Are herbicides and pesticides found in Okanagan Lake?

We have been monitoring for herbicides and pesticides since the beginning of the Water Quality Program in 1991. No trace of herbicides and/or pesticides has ever been found at any of the testing locations by the private labs hired to conduct the analyses. Testing is done for over 100 specific types of herbicides and pesticides.

Samples are collected during July as Agriculture Canada suggests July is the month most likely to produce a positive test indicating the presence of herbicides and/or pesticides. Since none have ever been found the Public Health Department approved a monitoring change allowing scans to be done every second year rather than every year.

Are heavy metals present in Okanagan Lake?

The presence of heavy metals has never been detected. Dissolved and heavy metals are included on the annual Health Canada Potability scans and remain on a yearly analysis schedule. At one point in the program samples were collected each month from all pumpstations for heavy and dissolved metals scans.


How can I understand the measurements?

One part per million (ppm) or mg/L is similar to:

1 inch in 16 miles
1 minute in 2 years
1 cent in $10,000

One part per billion (ppb) is similar to:

1 inch in 16,000 miles
1 second in 32 years
1 cent in $10,000,000

Which water sources are most affected by turbidity?

Turbidity levels are much higher in water from surface water sources (e.g. streams, rivers, and lakes) than from groundwater sources.
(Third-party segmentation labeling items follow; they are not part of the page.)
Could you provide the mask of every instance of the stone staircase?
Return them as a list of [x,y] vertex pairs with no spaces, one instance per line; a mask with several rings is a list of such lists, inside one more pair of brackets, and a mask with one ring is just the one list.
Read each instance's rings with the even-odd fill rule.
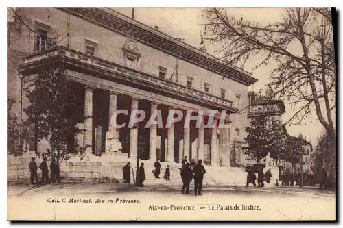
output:
[[[170,181],[163,179],[163,176],[167,167],[165,162],[161,162],[161,170],[160,178],[154,177],[152,170],[153,164],[145,163],[145,183],[147,185],[163,184],[166,186],[181,186],[182,184],[180,170],[181,164],[178,163],[169,164]],[[206,174],[204,178],[204,186],[226,186],[226,185],[245,185],[246,183],[247,173],[241,168],[232,167],[213,167],[211,166],[204,166]],[[193,181],[192,181],[193,182]]]

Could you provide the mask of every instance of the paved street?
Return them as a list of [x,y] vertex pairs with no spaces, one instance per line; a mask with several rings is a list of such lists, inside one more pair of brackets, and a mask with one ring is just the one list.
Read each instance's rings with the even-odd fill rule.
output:
[[[8,188],[8,197],[29,196],[38,193],[49,192],[51,194],[110,194],[118,192],[154,192],[180,194],[180,185],[147,183],[144,187],[135,187],[132,184],[108,183],[98,182],[84,182],[75,181],[64,181],[62,183],[32,186],[31,184],[9,184]],[[191,188],[193,185],[191,184]],[[318,187],[283,187],[266,186],[264,188],[254,188],[251,186],[204,186],[204,194],[215,193],[226,194],[245,195],[275,195],[275,196],[304,196],[307,197],[329,197],[335,198],[333,191],[320,190]]]
[[[182,195],[180,188],[175,185],[137,188],[123,183],[67,181],[45,186],[10,184],[9,217],[51,220],[335,219],[335,194],[317,188],[204,186],[203,194],[198,197]],[[87,203],[70,203],[75,199]],[[10,213],[24,205],[25,213]],[[178,206],[181,207],[176,207]],[[176,210],[186,206],[196,211]]]

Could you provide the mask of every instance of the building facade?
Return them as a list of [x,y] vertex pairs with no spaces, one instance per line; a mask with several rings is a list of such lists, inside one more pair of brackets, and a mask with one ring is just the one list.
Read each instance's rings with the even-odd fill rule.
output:
[[[78,143],[90,145],[88,157],[106,153],[109,131],[123,146],[124,157],[180,162],[183,156],[202,159],[213,166],[230,166],[230,147],[243,141],[247,115],[248,86],[257,80],[241,69],[179,40],[149,27],[110,8],[11,8],[8,29],[8,99],[21,120],[29,104],[25,94],[56,51],[57,61],[76,91],[75,125],[85,130]],[[58,47],[48,48],[51,40]],[[57,41],[56,41],[57,40]],[[139,109],[165,116],[170,110],[195,115],[200,110],[226,110],[230,129],[200,128],[182,121],[170,128],[113,129],[112,114]],[[86,118],[85,116],[91,116]],[[215,116],[215,126],[218,125]],[[121,121],[120,116],[117,122]],[[40,142],[31,150],[44,153]]]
Some surface water sources exhibit high turbidity levels during periods of high precipitation or snow melt (e.g. spring runoff).How is the turbidity measured and reported?






How is the turbidity measured and reported?

Turbidity, which is measured and reported in nephelometric turbidity units (NTU), is an optical measurement of water’s ability to scatter and absorb light rather than transmit it in straight lines. Turbidity levels can range from less than 1 NTU to more than 1,000 NTU. At 5 NTU water is visible cloudy; at 25 NTU it is murky. 

How often is my water tested, and for what?

Water intended for drinking is measured against physical, chemical, radiological and microbiological standards outlined in the Canadian Drinking Water Quality Guidelines. To that end, your water is tested regularly for  bacteria (e.g. total coliform and e-coli) with <1.0 MPN/100 mL. As well as, turbidity  guidelines that recommend  water intended for drinking have a turbidity level < 1 NTU. 

We have online monitoring 24 hours a day, 7 days a week. In addition, Water Quality staff collects samples weekly to confirm the online  data. 

How will elevated levels of turbidity be reported?

In keeping with the Guidelines for Canadian Drinking Water Quality and B.C.’s Drinking Water Protection Act, water suppliers will notify customers of turbidity levels that exceed 1 NTU. A turbidity index on the supplier’s website will indicate if the water is ‘Good’ (<1 NTU), ‘Fair’ (1-5 NTU), or ‘Poor’ (>5 NTU), and provide recommendations for each. ‘Fair’ and ‘Poor’ ratings will also be publicized through the media.



Why is turbidity an important water quality indicator?

Bacteria, viruses and parasites such as giardia and cryptosporidium can attach themselves to the suspended particles in turbid water. These particles then interfere with disinfection by shielding contaminants from the disinfectant (e.g. chlorine). Chlorine is not effective in deactivating cryptosporidium.